High patient satisfaction is a consistent outcome of patient-centered, continuous care models. The significant difference in satisfaction likely reflects the perceived value of extended, accessible support and personalized attention beyond the acute hospital phase. Satisfaction is influenced by meeting patients’ informational and emotional needs, which the IKAP model explicitly targeted.²⁵

Critical Appraisal of Findings and Methodological Considerations

While the results are positive, several important methodological aspects warrant cautious interpretation. First, the non-randomized, historical control design is a key limitation. Although groups were comparable on measured baseline characteristics (Table 1), unmeasured confounding factors—such as subtle differences in disease severity, socioeconomic status, pre-morbid functional status, family support systems, or inherent patient motivation—could account for some of the observed outcome differences. For instance, patients admitted later (observation group) might have benefited from overall temporal improvements in hospital care protocols. Therefore, we interpret these findings as demonstrating a strong association between the combined IKAP-bundle care and improved outcomes, not definitive causation.

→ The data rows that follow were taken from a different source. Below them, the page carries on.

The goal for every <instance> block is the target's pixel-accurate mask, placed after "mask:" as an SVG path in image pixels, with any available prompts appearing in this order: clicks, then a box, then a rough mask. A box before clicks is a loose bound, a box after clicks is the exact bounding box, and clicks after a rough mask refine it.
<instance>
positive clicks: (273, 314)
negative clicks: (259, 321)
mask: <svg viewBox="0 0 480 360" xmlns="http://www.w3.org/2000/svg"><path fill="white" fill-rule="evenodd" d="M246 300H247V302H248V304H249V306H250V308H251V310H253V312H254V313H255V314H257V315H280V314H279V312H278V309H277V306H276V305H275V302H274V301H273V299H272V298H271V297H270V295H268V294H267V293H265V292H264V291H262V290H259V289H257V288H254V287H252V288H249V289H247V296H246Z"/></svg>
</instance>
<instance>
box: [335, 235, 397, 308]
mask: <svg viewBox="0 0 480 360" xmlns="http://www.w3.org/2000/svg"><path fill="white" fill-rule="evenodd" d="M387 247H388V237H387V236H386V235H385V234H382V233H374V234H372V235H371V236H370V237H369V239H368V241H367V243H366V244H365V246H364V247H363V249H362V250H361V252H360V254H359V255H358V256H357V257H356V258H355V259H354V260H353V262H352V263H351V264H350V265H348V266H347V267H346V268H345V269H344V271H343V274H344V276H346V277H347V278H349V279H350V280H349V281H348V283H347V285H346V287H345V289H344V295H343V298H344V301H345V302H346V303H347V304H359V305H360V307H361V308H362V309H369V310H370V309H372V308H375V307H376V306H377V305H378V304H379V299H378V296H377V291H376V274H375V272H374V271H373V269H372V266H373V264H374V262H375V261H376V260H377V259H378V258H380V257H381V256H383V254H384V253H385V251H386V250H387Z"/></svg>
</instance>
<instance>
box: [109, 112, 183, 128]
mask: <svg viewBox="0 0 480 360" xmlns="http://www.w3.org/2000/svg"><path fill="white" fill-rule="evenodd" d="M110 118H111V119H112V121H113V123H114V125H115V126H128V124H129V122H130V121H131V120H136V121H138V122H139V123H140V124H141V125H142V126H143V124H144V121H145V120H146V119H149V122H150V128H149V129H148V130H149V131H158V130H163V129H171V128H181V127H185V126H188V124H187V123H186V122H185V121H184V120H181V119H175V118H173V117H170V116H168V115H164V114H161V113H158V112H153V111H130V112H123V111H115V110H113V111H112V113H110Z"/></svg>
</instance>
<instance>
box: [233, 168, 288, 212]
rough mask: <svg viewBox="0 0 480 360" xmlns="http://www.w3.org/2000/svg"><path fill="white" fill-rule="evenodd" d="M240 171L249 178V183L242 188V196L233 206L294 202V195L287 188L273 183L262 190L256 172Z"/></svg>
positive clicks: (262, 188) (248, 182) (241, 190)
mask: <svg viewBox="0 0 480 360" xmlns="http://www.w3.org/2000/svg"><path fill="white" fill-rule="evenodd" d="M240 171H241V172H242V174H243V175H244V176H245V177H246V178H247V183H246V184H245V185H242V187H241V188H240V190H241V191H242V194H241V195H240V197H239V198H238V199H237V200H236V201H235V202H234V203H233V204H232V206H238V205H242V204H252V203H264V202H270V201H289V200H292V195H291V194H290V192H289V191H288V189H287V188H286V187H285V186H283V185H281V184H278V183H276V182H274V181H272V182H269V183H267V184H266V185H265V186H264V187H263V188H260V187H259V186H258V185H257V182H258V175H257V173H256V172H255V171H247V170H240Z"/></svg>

Second, the implementation of such an intensive continuity care program has important feasibility implications. It requires a trained, dedicated nursing team, institutional buy-in for non-billable follow-up time, and patient access to and comfort with digital communication tools. Variability in nurses’ communication skills and patients’ engagement with the WeChat platform could have affected the intervention’s delivery and receipt, respectively. Future implementation research should assess cost-effectiveness, nurse workload, and strategies to include patients with limited digital access.

Third, the 3-month follow-up period is suitable for assessing short-term knowledge, behavior adaptation, and initial functional gains but is insufficient to evaluate the sustainability of self-management behaviors, long-term psychological adjustment, or hard endpoints like recurrence rates or mortality. Furthermore, our study focused on average group outcomes. Individual variability in response was not explored; some patients may have derived minimal benefit, possibly due to the intervention’s intensity, personal preferences, or unaddressed barriers.

Conclusion

In this single-center retrospective study, a nursing model combining bundle care with IKAP theory-based continuity care was associated with significantly better short-term outcomes in knowledge, psychological resilience, daily function, sleep, self-management, and satisfaction compared to standard bundle care alone for patients after cerebrovascular intervention. These findings suggest that integrating a structured, theory-driven continuity care framework into post-procedural pathways holds promise for addressing the multifaceted needs of this population. However, the study’s design limits causal inferences. The resource-intensive nature of the intervention and its dependence on digital platforms require consideration for broader scaling. Future prospective, randomized controlled trials with longer follow-up, detailed cost-analysis, and process evaluation are needed to confirm efficacy, assess sustainability, and identify the essential components and target patients most likely to benefit from this combined approach. Such research should also aim to test the model in diverse healthcare and cultural settings to evaluate its generalizability.